Use the sound, voice or audio words to start recording when the audio level rises over a given threshold. All these three words mean the same thing. The default threshold for audio volume is 0.0, so a slightest whispering will trigger the recorder. The default duration is also 0. This means that the recorder will not wait, but starts capturing immediately when the audio rises over the threshold limit.

Examples
start if sound
start if sound 0.3
start if sound 30%
start if audio -24dB

The recording will automatically pause temporarily when audio drops under the threshold.

Notice: The recorder cannot handle time delay in sound/audio/voice related commands well because it has no buffering capabilities. It will simply loose the audio during delay. Most often you should not give time delay for sound/audio/voice commands. Type only a threshold value. Study the above examples.

Left-click the level-bar to change its value scale (%-scale from 0 - 100% or value from 0 to 1.0).

Right-click the level-bar to change its form and style.

File size:

Stop or pause recording after certain file size. The file size must be an integer or decimal number. The size unit can be bytes, kB, MB, GB or TB.

E.g this will stop recording when the file size reaches 500 KB.
stop if 500 kB
pause if 0.5MB

This will stop recording after 2GB or 12:00 pm.
stop after 2 GB | 12 pm

Time period:

Stop, start or pause recording after given time period. The period or duration has syntax #h #m #s.

Eg. this command will stop recording after 1 hour 20 minutes and 15 seconds.
stop after 1h 20m 15s

This will start recording after 22 minutes.
start after 22min

And this will pause recording after 30 minutes or 20 MB.
pause after 30 minutes | 20 mb

You can abbreviate the word hour with h, minutes with m or min, and seconds with s or sec.

Several conditions on one line

You can write many conditions in one line. Separate the conditions with | character. The values are then or'ed.

For example, this will stop recording after 20 minutes or when filesize exceeds 1GB or if there is no input (the stream is empty, silent) in 5 seconds time.
stop after 20 min | 1GB | silence 5s

Another example.
start if sound 6% or 10:00 pm

Commenting out lines

Use # character to comment out (deactivate) lines.
E.g this command has no effect.
# stop after 800 MB | 20:00:00

Command-line options related to the timer

You can study the audio signal by starting the program with --debug-signal (or -d) option. The program will then print audio level in dB (decibel) and normalized [0 - 1.0] format.

This example will start the program from a command line. Start a terminal window from desktop's main menu and type
audio-recorder --debug-signal
or
audio-recorder -d

Then activate the timer.

Click the checkbox to activate the timer and study the "normalized RMS" value. It will help you to set correct threshold for the silence and sound|voice|audio actions. Notice also that the amplitude-bar in the GUI shows audio peak value. It varies more than the RMS-value.

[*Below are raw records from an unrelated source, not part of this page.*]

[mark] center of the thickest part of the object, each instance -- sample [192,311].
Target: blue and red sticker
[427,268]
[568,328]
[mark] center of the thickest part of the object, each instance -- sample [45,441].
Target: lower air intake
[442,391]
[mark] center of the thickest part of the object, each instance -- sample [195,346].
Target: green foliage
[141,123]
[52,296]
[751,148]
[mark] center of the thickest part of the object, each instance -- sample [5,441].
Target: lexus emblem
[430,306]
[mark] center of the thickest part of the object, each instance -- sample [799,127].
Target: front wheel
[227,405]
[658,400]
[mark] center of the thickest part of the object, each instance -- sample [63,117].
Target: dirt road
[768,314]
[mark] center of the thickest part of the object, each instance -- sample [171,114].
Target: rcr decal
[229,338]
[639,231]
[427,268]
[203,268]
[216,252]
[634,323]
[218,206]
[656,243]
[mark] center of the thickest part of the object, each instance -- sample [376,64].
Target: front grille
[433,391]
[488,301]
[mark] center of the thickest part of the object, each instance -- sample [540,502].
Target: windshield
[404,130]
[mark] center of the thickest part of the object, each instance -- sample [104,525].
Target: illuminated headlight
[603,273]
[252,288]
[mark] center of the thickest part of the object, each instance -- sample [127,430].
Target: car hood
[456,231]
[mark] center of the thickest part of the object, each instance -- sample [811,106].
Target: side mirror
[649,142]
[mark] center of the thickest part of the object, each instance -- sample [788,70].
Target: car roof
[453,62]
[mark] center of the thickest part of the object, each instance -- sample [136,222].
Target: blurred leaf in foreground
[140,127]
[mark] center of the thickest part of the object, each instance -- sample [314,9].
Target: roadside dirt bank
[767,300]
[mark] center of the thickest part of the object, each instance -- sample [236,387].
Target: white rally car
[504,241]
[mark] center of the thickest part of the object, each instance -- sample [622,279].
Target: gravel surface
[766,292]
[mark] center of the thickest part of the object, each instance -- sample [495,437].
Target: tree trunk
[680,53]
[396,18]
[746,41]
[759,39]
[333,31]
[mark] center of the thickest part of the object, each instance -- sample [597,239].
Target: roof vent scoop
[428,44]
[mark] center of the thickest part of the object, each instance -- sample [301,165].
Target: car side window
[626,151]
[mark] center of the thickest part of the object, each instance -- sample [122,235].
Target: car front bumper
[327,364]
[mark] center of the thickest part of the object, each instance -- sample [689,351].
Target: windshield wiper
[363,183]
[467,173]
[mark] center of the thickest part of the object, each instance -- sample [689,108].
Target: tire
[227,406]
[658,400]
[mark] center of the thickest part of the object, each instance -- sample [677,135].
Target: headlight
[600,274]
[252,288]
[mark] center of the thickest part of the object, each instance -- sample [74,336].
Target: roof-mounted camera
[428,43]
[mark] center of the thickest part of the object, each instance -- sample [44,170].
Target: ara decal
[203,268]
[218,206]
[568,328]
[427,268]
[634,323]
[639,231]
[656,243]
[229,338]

Switch off when not needed

Switch off the timer (uncheck its checkbox) when you don't need it! This saves resources and CPU cycles.

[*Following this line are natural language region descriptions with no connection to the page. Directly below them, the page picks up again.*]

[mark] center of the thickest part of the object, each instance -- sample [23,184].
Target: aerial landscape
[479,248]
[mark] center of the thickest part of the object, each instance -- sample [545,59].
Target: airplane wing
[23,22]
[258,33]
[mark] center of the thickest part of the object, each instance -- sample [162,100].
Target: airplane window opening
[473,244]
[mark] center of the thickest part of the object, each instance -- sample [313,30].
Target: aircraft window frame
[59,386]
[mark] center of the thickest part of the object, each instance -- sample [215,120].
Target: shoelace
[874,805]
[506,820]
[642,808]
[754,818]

Control the recorder from command line

You can easily control the program from a terminal window by using the -c or --command argument.

Valid commands are: status, start, stop, pause, show, hide and quit.

Some examples:
audio-recorder --command start
audio-recorder --command start,hide
audio-recorder --command hide
audio-recorder --command stop
audio-recorder --command stop,hide
audio-recorder --command quit

The status command returns one of these strings: 'not running', 'on', 'off' or 'paused'.
audio-recorder --command status

Resetting all settings

You can reset all settings to default values by starting audio-recorder with --reset (or -r) argument.
audio-recorder --reset

This is equivalent to
gsettings reset-recursively org.gnome.audio-recorder

For other options, type
audio-recorder --help

Control the GUI from keyboard

You can use these keys to control the recorder (when its window is active).

  • Cntr + R: Start recording.
  • Cntr + P: Pause recording.
  • Cntr + X: Stop recording.
  • Cntr + S: Save timer commands/text.